Effect of Hole-Transporting Film Thickness on the Performance of Electroluminescent Devices Using Polymer Langmuir−Blodgett Films Containing Carbazole

Abstract

Electroluminescence (EL) of a film of poly(N-dodecylacrylamide-co-2-(9-carbazolyl)ethylacrylate) (DDA/CzEA copolymer) as a hole-transporting layer was investigated as a function of the mole fraction of CzEA and the film thickness. The EL devices have double-layer structures consisting of vacuum-deposited tris(8-quinolinolato)aluminum(III) complex (Alq3) as an electron-transporting and emitting layer, and the DDA/CzEA copolymer Langmuir−Blodgett (LB) films on anodic indium−tin-oxide (ITO) electrodes.
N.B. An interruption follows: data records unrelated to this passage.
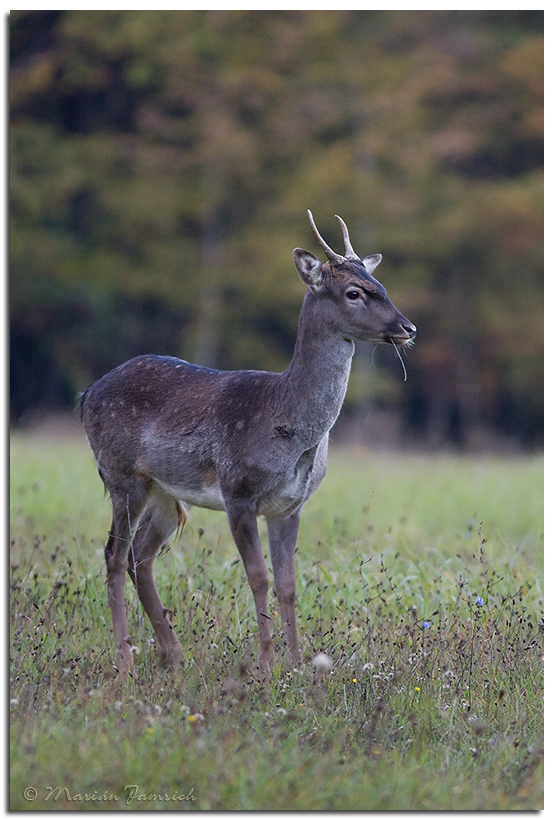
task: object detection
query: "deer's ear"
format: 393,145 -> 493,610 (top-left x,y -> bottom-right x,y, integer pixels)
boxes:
362,253 -> 383,276
292,248 -> 323,288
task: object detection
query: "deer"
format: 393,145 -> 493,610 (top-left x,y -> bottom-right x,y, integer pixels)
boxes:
80,211 -> 416,676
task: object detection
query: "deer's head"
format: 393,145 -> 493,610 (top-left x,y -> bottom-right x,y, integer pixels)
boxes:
293,211 -> 416,345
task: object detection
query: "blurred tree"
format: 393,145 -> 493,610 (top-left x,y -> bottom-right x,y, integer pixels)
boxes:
10,11 -> 543,445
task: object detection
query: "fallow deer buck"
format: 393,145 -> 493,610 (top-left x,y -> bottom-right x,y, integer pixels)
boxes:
81,211 -> 416,674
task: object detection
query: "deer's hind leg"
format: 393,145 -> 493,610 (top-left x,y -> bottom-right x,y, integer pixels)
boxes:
128,492 -> 184,668
104,485 -> 146,675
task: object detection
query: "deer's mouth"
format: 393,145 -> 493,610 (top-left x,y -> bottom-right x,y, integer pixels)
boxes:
383,331 -> 416,347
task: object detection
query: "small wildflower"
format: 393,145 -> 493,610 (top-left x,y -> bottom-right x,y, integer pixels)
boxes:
314,652 -> 333,672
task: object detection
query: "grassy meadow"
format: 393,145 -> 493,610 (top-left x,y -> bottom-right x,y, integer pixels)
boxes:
10,433 -> 543,811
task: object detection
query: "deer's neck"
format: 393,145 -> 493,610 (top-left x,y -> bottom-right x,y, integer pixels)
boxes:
282,291 -> 354,438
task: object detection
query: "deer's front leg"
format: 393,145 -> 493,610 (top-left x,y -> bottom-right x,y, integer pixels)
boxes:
227,500 -> 273,673
267,510 -> 300,663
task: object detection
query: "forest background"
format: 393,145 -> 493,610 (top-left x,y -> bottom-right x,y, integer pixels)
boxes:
10,10 -> 543,449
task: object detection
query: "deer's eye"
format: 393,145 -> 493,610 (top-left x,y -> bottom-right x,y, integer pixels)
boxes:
346,290 -> 362,302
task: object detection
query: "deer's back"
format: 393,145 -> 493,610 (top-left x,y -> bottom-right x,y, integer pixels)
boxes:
81,356 -> 327,516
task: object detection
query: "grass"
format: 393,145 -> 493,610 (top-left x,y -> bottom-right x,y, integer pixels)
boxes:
10,435 -> 543,811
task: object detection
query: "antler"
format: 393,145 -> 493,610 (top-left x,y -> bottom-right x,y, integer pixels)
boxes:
308,210 -> 360,264
335,214 -> 360,259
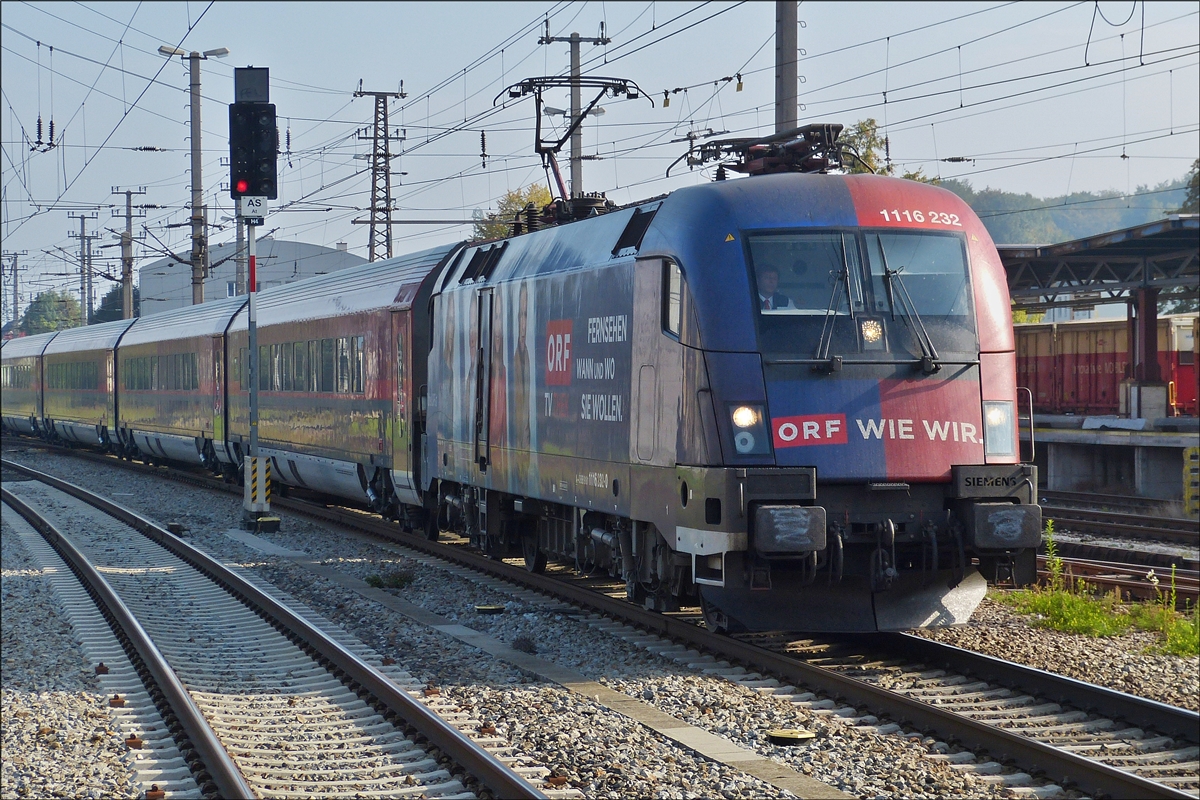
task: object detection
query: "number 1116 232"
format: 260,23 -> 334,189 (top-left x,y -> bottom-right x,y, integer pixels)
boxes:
880,209 -> 962,228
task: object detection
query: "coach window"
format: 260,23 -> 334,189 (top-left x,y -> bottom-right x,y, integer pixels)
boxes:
292,342 -> 308,392
337,336 -> 350,393
280,342 -> 295,392
662,260 -> 683,338
258,344 -> 271,392
308,339 -> 320,392
350,336 -> 364,395
320,339 -> 337,392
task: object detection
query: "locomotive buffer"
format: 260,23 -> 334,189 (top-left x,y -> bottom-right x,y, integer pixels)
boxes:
229,67 -> 280,531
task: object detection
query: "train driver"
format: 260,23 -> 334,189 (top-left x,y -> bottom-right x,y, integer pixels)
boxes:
757,265 -> 796,311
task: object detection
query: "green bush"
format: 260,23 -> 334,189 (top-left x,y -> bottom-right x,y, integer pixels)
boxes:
1002,589 -> 1130,636
366,570 -> 413,589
The EL performance of the double-layer devices was compared with that of the single-layer device of Alq3. The DDA/CzEA copolymers with less than 0.31 mole fraction of CzEA formed stable LB films which acted as a good electron-blocking layer. The current density decreased with increasing film thickness of the DDA/CzEA copolymer LB films. The light conversion efficiency was improved and became almost constant with more than 11 layers because the excitons generated by the recombination of holes and electrons around the interface between the DDA/CzEA copolymer LB film layer and the Alq3 layer was not being quenched by the ITO anodes.